Earlier this week, while the air quality across King County was extremely unhealthy due to wildfires in Canada, Governor Jay Inslee used the opportunity to grandstand and promote a gas tax (Initiative 1631). The Governor’s alter ego, “Captain Planet,” has been pushing a gas tax for years, and the idea has failed to pass in both the Legislature as well as an initiative in a previous election. Inslee and the rest of those advocating for this tax do not seem to understand one very clear issue: a gas tax is unwanted.


Sadly, a gas tax in Washington State has no impact on the smoke blowing down from Canada to pollute the Puget Sound region. But that didn’t stop our governor. Last week, as our state was blanketed in smoke and haze from forest fires, Inslee surrounded himself with children on a smoky playground scene, claiming the virtues of his latest gas tax initiative at a press conference. The smoke from this week’s wildfires in Canada (a country that already embraces a carbon tax) is hardly related to combustion engine emissions. Connecting the smoke from wildfires with a gas tax is simply misleading and dishonest.
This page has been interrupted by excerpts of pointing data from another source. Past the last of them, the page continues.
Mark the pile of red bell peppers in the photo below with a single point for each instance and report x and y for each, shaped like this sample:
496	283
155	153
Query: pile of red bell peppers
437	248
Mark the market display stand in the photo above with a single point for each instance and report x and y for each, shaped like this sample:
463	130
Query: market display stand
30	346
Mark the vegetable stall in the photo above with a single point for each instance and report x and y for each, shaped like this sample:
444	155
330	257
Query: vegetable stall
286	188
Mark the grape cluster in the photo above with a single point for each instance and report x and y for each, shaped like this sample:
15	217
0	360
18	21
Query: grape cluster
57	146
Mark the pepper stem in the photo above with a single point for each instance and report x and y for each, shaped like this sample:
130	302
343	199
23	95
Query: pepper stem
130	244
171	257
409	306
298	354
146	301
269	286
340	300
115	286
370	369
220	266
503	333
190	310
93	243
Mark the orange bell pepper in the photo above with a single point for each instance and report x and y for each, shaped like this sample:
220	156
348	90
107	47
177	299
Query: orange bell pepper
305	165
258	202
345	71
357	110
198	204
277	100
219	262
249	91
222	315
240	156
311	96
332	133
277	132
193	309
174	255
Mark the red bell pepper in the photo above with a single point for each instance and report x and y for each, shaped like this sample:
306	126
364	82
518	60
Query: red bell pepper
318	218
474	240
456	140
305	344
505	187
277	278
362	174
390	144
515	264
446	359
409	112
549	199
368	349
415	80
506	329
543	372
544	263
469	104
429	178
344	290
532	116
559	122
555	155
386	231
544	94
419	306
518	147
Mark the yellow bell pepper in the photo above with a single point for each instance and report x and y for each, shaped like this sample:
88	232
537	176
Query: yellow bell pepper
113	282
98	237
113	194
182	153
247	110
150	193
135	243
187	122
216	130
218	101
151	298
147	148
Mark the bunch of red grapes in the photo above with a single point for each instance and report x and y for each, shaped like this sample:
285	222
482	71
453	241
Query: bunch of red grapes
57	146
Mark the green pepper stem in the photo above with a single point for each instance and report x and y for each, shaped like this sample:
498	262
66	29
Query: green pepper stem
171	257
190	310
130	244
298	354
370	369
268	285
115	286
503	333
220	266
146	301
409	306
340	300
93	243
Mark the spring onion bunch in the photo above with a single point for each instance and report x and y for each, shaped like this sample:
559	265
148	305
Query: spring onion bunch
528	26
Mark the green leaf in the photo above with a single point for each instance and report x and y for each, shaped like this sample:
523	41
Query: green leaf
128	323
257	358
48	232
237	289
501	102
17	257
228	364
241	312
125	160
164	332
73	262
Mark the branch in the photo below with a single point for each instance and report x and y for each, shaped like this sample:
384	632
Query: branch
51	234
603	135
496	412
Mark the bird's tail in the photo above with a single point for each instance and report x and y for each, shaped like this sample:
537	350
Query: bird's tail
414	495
According to Todd Myers from the Washington Policy Center, “the tax would start at 20 cents per gallon and increase about six percent per year (3.5% plus inflation). In 2029, the tax would be about 36 cents per gallon.” The idea of imposing a tax on gas and carbon emissions has been on the Democrat’s minds for a while now, as they worked to try and pass it as an initiative in 2016. I-732, or the Washington Carbon Emission Tax and Sales Tax Reduction, was overwhelming rejected by voters, losing 59.25% to 40.75%. Thankfully, we are happy to report that SB 6203, a bill that would create a gas tax, failed to pass the state Senate this year. Now, Democrat leaders have pushed for it to be on the ballot again as an initiative.


A gas tax was soundly rejected by Washington voters in 2016 and fell flat in the legislature earlier this year. Yet “Captain Planet” and the rest of those advocating for a gas tax are still trying to find a way to force its creation, this time as another initiative. Voters should do what they did in 2016 and vote no on a gas tax (I-1631 when it appears on ballots across the state this November.